AN AI-POWERED GENDER DIVERSITY CLASSIFIER


By Yousef Sabir, 30194560
For The University of Calgary
To view how this was created scroll down!


Step 1: AUTOMATED WEB SCRAPING

In this step, I used the IMPORTXML formula in Google Sheets to automatically get the names and phone numbers of faculty members at the University of Calgary's Art Department by scraping it from their website. This required a thorough understanding of how the parameters in the IMPORTXML formula worked. The first parameter input was the URL to the name directory from the university website (fairly simple). The second parameter however, required inspecting the name and phone number elements on the directory page to view their HTML byline code, and I needed to understand the format that the second parameter "xpath_query" followed to correctly input the argument. After many trials, I was able to successfully scrape the names and phone numbers into two adjacent columns in Google Sheets! - (Scroll down to view the next step).

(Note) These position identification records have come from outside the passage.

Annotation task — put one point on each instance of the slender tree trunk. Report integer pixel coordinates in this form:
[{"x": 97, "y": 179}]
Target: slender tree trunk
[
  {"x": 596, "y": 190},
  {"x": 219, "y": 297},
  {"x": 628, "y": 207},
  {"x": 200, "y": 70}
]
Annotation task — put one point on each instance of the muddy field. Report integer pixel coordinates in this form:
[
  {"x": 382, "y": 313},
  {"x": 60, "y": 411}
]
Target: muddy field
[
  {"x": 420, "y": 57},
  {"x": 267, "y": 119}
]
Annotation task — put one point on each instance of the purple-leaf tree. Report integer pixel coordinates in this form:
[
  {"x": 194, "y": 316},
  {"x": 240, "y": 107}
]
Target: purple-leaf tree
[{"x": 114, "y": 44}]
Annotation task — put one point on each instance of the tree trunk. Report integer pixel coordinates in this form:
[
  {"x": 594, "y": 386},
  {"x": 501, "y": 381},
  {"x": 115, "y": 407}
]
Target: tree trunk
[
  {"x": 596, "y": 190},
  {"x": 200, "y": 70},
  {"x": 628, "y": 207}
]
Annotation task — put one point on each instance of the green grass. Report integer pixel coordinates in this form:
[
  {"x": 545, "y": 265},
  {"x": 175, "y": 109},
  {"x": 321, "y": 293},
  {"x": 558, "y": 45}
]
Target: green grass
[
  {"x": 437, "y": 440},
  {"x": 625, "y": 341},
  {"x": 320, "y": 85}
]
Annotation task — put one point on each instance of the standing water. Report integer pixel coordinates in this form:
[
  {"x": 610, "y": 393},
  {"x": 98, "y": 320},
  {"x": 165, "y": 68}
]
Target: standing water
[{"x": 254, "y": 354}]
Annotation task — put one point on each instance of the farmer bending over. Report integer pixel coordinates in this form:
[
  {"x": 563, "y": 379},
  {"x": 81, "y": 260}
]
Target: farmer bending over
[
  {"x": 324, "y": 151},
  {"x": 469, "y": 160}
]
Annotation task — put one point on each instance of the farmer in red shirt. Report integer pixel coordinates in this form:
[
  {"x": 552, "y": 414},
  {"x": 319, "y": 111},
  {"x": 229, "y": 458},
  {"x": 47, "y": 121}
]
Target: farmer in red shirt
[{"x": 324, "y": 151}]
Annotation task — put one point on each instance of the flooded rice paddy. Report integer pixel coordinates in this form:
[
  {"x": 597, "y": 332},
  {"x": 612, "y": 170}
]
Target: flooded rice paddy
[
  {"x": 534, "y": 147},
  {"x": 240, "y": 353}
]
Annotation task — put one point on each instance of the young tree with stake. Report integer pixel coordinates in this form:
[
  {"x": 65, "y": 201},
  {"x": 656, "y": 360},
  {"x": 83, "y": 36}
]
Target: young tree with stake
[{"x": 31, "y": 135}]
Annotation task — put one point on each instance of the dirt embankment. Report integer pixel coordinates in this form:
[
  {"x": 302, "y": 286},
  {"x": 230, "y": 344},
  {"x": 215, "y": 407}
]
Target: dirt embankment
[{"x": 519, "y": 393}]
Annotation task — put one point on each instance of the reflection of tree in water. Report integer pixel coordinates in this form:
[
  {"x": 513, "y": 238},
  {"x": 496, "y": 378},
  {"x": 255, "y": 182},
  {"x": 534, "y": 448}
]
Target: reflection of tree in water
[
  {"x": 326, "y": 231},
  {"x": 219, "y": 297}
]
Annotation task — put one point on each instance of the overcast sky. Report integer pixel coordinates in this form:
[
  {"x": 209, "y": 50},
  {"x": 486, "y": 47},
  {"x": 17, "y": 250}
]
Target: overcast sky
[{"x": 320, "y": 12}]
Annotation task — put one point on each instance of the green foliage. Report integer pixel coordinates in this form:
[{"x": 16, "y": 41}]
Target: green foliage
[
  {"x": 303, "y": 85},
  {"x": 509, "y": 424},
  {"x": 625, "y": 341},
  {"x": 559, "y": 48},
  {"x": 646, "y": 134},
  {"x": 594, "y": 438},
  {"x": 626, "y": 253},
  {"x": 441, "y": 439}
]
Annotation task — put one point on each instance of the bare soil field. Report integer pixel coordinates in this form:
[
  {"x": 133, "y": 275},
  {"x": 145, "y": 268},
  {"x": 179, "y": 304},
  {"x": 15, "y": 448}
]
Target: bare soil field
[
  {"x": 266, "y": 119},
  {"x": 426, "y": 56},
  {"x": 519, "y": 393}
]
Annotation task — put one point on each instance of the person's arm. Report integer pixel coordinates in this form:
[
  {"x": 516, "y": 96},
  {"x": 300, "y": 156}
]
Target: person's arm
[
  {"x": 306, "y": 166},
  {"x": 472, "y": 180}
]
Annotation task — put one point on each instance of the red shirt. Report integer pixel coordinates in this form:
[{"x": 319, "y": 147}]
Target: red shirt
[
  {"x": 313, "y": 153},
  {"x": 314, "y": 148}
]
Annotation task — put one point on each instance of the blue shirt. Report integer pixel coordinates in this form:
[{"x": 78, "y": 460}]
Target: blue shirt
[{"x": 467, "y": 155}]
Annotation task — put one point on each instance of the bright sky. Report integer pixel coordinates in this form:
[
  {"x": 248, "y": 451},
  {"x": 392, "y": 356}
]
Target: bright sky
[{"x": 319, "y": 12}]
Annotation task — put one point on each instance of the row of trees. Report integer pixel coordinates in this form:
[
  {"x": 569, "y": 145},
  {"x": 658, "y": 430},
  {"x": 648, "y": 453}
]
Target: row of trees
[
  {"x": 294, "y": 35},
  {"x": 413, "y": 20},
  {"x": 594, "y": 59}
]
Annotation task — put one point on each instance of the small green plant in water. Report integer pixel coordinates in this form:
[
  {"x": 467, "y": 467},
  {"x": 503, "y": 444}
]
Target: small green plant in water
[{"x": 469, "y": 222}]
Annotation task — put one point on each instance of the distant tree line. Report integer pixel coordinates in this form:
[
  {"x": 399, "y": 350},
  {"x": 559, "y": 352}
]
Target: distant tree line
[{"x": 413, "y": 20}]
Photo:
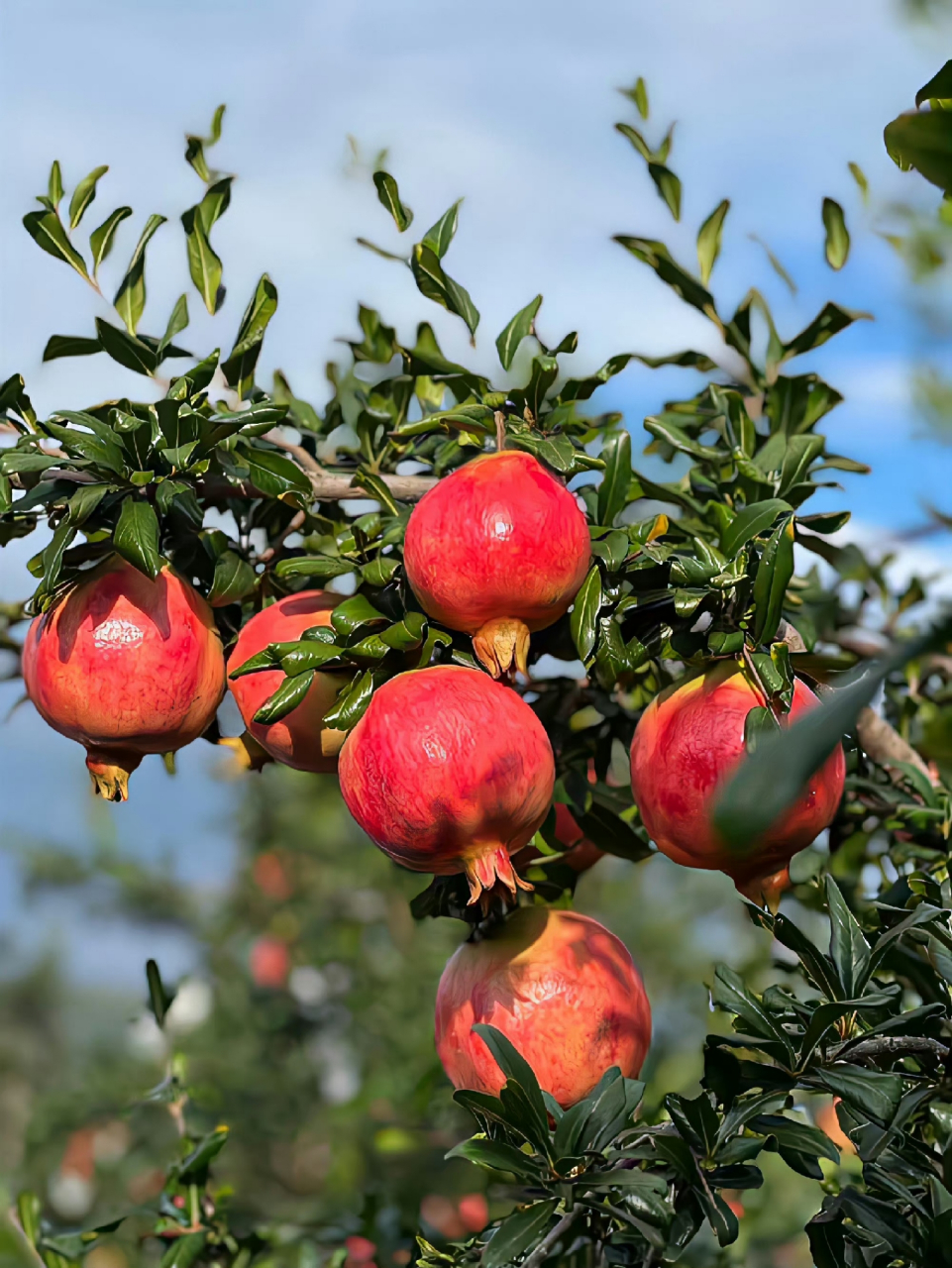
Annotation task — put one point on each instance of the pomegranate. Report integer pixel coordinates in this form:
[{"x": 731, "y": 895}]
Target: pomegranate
[
  {"x": 561, "y": 988},
  {"x": 126, "y": 666},
  {"x": 688, "y": 741},
  {"x": 449, "y": 771},
  {"x": 498, "y": 549},
  {"x": 300, "y": 738}
]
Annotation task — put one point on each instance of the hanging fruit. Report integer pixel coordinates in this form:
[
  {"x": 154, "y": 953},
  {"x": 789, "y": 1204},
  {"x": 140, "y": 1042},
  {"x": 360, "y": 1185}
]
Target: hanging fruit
[
  {"x": 300, "y": 738},
  {"x": 686, "y": 743},
  {"x": 561, "y": 988},
  {"x": 126, "y": 666},
  {"x": 497, "y": 551},
  {"x": 449, "y": 771}
]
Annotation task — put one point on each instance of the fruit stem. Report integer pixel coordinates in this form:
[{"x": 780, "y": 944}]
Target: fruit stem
[
  {"x": 501, "y": 643},
  {"x": 109, "y": 771}
]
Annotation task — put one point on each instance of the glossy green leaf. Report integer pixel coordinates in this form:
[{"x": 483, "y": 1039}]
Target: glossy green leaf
[
  {"x": 517, "y": 1232},
  {"x": 240, "y": 368},
  {"x": 47, "y": 232},
  {"x": 834, "y": 222},
  {"x": 136, "y": 537},
  {"x": 519, "y": 329},
  {"x": 70, "y": 345},
  {"x": 583, "y": 620},
  {"x": 84, "y": 194},
  {"x": 774, "y": 574},
  {"x": 708, "y": 240},
  {"x": 439, "y": 236},
  {"x": 435, "y": 284},
  {"x": 131, "y": 297},
  {"x": 769, "y": 782},
  {"x": 100, "y": 240},
  {"x": 389, "y": 195}
]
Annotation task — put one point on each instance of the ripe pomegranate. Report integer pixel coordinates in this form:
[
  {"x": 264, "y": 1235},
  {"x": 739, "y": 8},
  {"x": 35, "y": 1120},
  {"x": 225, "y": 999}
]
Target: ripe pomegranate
[
  {"x": 561, "y": 988},
  {"x": 498, "y": 549},
  {"x": 688, "y": 741},
  {"x": 126, "y": 666},
  {"x": 449, "y": 771},
  {"x": 300, "y": 738}
]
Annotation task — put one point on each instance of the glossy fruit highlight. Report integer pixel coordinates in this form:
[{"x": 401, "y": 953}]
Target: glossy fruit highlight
[
  {"x": 126, "y": 666},
  {"x": 561, "y": 988},
  {"x": 688, "y": 741},
  {"x": 449, "y": 771},
  {"x": 300, "y": 738},
  {"x": 498, "y": 549}
]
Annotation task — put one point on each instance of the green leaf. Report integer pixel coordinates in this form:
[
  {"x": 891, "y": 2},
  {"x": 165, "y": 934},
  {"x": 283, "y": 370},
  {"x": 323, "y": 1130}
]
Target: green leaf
[
  {"x": 100, "y": 240},
  {"x": 126, "y": 349},
  {"x": 204, "y": 265},
  {"x": 834, "y": 222},
  {"x": 876, "y": 1095},
  {"x": 612, "y": 491},
  {"x": 131, "y": 297},
  {"x": 774, "y": 574},
  {"x": 921, "y": 141},
  {"x": 519, "y": 329},
  {"x": 159, "y": 999},
  {"x": 849, "y": 950},
  {"x": 439, "y": 236},
  {"x": 70, "y": 345},
  {"x": 54, "y": 185},
  {"x": 495, "y": 1155},
  {"x": 84, "y": 194},
  {"x": 708, "y": 240},
  {"x": 436, "y": 285},
  {"x": 285, "y": 698},
  {"x": 47, "y": 232},
  {"x": 669, "y": 186},
  {"x": 517, "y": 1232},
  {"x": 828, "y": 322},
  {"x": 136, "y": 537},
  {"x": 240, "y": 368},
  {"x": 177, "y": 321},
  {"x": 583, "y": 620},
  {"x": 389, "y": 195},
  {"x": 274, "y": 475},
  {"x": 657, "y": 257},
  {"x": 234, "y": 579},
  {"x": 770, "y": 780}
]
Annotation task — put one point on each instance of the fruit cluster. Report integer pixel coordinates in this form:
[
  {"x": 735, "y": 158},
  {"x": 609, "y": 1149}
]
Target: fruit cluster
[{"x": 449, "y": 770}]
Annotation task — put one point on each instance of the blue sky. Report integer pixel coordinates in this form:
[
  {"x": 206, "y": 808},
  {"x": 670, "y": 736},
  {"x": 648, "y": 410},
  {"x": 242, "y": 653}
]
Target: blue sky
[{"x": 511, "y": 105}]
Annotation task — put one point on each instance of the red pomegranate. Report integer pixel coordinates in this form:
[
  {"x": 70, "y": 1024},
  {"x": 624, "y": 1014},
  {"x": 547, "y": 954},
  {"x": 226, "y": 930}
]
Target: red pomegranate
[
  {"x": 300, "y": 738},
  {"x": 561, "y": 988},
  {"x": 688, "y": 741},
  {"x": 498, "y": 549},
  {"x": 126, "y": 666},
  {"x": 449, "y": 771}
]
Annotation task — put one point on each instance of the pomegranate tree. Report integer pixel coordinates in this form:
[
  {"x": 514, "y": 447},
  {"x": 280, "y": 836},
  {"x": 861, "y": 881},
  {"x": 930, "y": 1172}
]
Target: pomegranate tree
[
  {"x": 561, "y": 988},
  {"x": 300, "y": 738},
  {"x": 126, "y": 666},
  {"x": 449, "y": 771},
  {"x": 498, "y": 549},
  {"x": 688, "y": 743}
]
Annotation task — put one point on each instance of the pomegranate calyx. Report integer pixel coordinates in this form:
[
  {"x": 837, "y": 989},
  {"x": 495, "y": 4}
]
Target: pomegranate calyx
[
  {"x": 489, "y": 869},
  {"x": 109, "y": 771},
  {"x": 502, "y": 643}
]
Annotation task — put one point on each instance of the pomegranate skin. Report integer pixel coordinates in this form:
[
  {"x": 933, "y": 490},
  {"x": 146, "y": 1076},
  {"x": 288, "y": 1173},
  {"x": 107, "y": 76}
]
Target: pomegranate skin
[
  {"x": 498, "y": 549},
  {"x": 126, "y": 666},
  {"x": 688, "y": 742},
  {"x": 561, "y": 988},
  {"x": 449, "y": 771},
  {"x": 300, "y": 738}
]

Step 2: DATA CLEANING (NAMES)

For the next step, I used an AI-based application programming interface (API) to guess the gender of each person in my contact list. But the API required the data in first name format, so I had to do some data cleaning to prepare the data in order to feed it to the API. I went back to Google Sheets to perform this data cleaning. I should also mention that in many applications, data cleaning is a huge part of the overall work, but in this case, it is relatively simple. I created a new sheet and copied over the name column from my original sheet, but with one big difference, the copied column utilized the "Special Paste>values only" options that made the data static, meaning I uncoupled it from the formula in my original sheet to make the names unchangeable, so if any updates happened to the site directory, the copied names remained untouched. Subsequently, I needed to understand and use the SPLIT function to divide the copied first and last names by the space between them to isolate the first name in a new column. Once I successfully isolated the first name, I replicated the formula to each row by dragging it down to each row. Now that I had my newly created first name column, I created a new sheet and performed the same copy (special past > value only) to uncouple the first name from the formula in case the original data is changed in any way. My new sheet now had the cleaned data and was ready to be fed into the AI! (Scroll to view the next step)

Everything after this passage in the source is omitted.